00.01 · Supervised vs Unsupervised Learning — Deep Dive

Level: Beginner
Pre-reading: 00 · ML Fundamentals


Supervised Learning: Learning from Labels

Supervised Learning means learning from labeled examples: you provide input-output pairs and the model learns to map inputs to outputs.

graph LR A["Input<br/>(House features)"] --> B["Label<br/>(Price)"] B --> C["Training Examples"] C --> D["Model learns<br/>features → price"] D --> E["Predict on<br/>new house"]

Two Branches of Supervised Learning

1. Regression — Predict Continuous Numbers

Predict a continuous output value (any number on a spectrum).

Example Input Output Use Case
House Price Prediction Square footage, bedrooms, location Price ($) Real estate
Stock Price Forecasting Historical prices, volume, sentiment Price tomorrow Finance
Temperature Forecasting Weather patterns, location Temperature (°C) Weather services
Medical Risk Score Patient vitals, lab results Risk (0–100) Healthcare

Key characteristic: Output is continuous — any value within a range.

2. Classification — Predict Categories

Predict which category something belongs to.

Example Input Output Use Case
Email Spam Detection Email text, sender, subject Spam / Not Spam Email provider
Image Classification Image pixels Cat / Dog / Bird Computer vision
Disease Diagnosis Patient symptoms, tests Healthy / Disease A / Disease B Medicine
Credit Approval Income, credit history, debt Approve / Deny Banking
Sentiment Analysis Review text Positive / Negative / Neutral Business intelligence

Key characteristic: Output is categorical — one of a fixed set of classes.

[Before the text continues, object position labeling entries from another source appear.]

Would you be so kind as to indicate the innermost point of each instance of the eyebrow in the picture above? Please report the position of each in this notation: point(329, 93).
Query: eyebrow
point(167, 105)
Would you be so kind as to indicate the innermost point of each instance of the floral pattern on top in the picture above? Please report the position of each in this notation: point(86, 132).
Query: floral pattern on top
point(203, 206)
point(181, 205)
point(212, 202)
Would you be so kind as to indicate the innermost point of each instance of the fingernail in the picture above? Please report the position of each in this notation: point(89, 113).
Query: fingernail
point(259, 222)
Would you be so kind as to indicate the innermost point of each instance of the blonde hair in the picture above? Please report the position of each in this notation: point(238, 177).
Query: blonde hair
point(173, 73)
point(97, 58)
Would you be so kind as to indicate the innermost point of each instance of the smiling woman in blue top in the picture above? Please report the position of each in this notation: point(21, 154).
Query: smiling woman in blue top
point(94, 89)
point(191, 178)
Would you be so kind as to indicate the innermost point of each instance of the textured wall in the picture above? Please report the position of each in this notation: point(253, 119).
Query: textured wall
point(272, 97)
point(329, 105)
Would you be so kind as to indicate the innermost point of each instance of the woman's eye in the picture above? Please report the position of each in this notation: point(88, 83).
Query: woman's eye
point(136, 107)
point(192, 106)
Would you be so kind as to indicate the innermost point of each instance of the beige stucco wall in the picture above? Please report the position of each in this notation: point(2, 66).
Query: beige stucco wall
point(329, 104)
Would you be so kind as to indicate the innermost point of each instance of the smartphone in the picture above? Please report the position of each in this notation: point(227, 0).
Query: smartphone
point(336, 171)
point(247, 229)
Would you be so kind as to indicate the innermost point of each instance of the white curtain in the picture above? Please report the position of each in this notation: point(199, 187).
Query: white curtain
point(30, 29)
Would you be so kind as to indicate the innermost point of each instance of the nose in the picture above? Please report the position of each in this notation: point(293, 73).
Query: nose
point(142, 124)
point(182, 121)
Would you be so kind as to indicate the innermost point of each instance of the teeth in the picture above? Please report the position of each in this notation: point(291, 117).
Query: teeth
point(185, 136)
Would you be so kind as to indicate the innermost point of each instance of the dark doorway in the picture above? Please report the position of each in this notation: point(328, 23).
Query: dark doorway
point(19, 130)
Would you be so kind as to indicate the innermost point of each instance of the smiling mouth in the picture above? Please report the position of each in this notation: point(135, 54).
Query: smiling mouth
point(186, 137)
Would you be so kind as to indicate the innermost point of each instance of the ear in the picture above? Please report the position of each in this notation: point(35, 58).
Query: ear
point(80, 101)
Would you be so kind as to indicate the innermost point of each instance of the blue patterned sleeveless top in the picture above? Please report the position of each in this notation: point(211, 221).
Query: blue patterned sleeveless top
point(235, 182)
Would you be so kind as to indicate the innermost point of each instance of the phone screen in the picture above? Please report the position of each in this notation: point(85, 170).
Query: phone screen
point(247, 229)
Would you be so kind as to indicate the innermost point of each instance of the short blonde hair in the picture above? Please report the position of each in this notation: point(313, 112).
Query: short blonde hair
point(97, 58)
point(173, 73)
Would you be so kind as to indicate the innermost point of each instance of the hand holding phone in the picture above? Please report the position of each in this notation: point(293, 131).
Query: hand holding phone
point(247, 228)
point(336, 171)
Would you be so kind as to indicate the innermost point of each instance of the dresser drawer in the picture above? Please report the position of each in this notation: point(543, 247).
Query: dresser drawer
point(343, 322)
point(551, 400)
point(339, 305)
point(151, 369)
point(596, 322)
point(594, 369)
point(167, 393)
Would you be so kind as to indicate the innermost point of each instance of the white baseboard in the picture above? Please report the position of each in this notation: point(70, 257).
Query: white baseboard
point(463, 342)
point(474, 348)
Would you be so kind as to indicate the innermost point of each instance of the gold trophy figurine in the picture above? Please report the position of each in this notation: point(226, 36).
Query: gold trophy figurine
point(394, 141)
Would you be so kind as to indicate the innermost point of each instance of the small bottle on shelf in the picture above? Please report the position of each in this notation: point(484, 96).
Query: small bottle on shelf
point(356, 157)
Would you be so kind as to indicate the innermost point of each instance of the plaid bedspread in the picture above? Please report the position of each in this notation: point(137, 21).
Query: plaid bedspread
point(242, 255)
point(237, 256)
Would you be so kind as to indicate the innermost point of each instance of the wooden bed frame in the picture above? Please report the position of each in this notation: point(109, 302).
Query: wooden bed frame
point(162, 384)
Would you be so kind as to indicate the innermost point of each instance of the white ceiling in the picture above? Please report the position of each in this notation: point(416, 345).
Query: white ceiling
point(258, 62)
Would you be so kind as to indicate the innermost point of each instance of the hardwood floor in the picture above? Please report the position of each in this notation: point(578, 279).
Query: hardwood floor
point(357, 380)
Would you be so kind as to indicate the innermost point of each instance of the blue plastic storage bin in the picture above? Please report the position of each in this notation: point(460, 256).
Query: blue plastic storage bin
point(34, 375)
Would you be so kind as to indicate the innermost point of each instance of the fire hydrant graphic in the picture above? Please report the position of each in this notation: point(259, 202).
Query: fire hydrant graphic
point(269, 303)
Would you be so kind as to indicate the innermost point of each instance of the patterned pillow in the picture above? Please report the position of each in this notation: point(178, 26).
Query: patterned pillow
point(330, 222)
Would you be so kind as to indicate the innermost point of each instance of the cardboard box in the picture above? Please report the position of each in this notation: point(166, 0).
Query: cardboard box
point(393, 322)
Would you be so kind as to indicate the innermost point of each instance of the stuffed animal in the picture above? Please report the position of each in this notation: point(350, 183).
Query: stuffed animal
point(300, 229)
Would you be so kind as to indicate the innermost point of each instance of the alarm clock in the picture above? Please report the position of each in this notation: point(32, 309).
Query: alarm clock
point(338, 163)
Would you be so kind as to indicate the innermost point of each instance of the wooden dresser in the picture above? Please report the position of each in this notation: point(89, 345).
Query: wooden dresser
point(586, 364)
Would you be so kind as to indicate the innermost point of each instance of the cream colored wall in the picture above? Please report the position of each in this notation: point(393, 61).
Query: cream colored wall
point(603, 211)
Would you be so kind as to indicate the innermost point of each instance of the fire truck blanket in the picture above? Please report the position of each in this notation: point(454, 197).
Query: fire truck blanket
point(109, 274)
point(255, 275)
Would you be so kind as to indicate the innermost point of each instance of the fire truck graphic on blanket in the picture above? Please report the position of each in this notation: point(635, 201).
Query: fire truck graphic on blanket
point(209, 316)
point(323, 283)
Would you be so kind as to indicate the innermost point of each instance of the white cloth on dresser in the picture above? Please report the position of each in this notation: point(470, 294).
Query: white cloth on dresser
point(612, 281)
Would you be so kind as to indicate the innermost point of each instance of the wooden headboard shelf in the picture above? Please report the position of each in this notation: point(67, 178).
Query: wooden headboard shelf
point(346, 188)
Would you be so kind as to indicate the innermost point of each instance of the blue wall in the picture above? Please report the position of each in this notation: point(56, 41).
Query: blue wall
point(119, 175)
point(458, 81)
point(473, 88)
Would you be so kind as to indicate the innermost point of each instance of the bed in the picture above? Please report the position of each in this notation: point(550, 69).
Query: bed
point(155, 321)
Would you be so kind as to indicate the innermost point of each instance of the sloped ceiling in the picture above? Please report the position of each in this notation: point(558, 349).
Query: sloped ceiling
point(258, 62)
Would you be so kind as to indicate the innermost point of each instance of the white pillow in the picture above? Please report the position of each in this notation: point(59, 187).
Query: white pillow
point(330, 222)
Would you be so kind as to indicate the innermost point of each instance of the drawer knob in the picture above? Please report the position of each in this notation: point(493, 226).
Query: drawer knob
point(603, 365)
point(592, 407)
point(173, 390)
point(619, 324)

graph LR A["Supervised Learning"] --> B["Regression<br/>Continuous output"] A --> C["Classification<br/>Categorical output"] B --> D["Linear Regression<br/>Decision Trees<br/>Neural Networks"] C --> E["Logistic Regression<br/>Random Forest<br/>Neural Networks"]

Regression in Detail

What Makes a Regression Problem?

A regression problem has these characteristics:

  1. Labeled training data — each example has an input and a continuous output
  2. Continuous target — output is a number that can be any value
  3. Goal — learn a function that maps inputs to outputs

Example: Predicting house prices

Input Features:              Target:
Size: 2000 sqft      →      Price: $500,000
Bedrooms: 3          →
Age: 10 years        →
Location: Downtown   →

Linear Regression — The Simplest Case

Linear Regression assumes a linear relationship: output is a weighted sum of inputs.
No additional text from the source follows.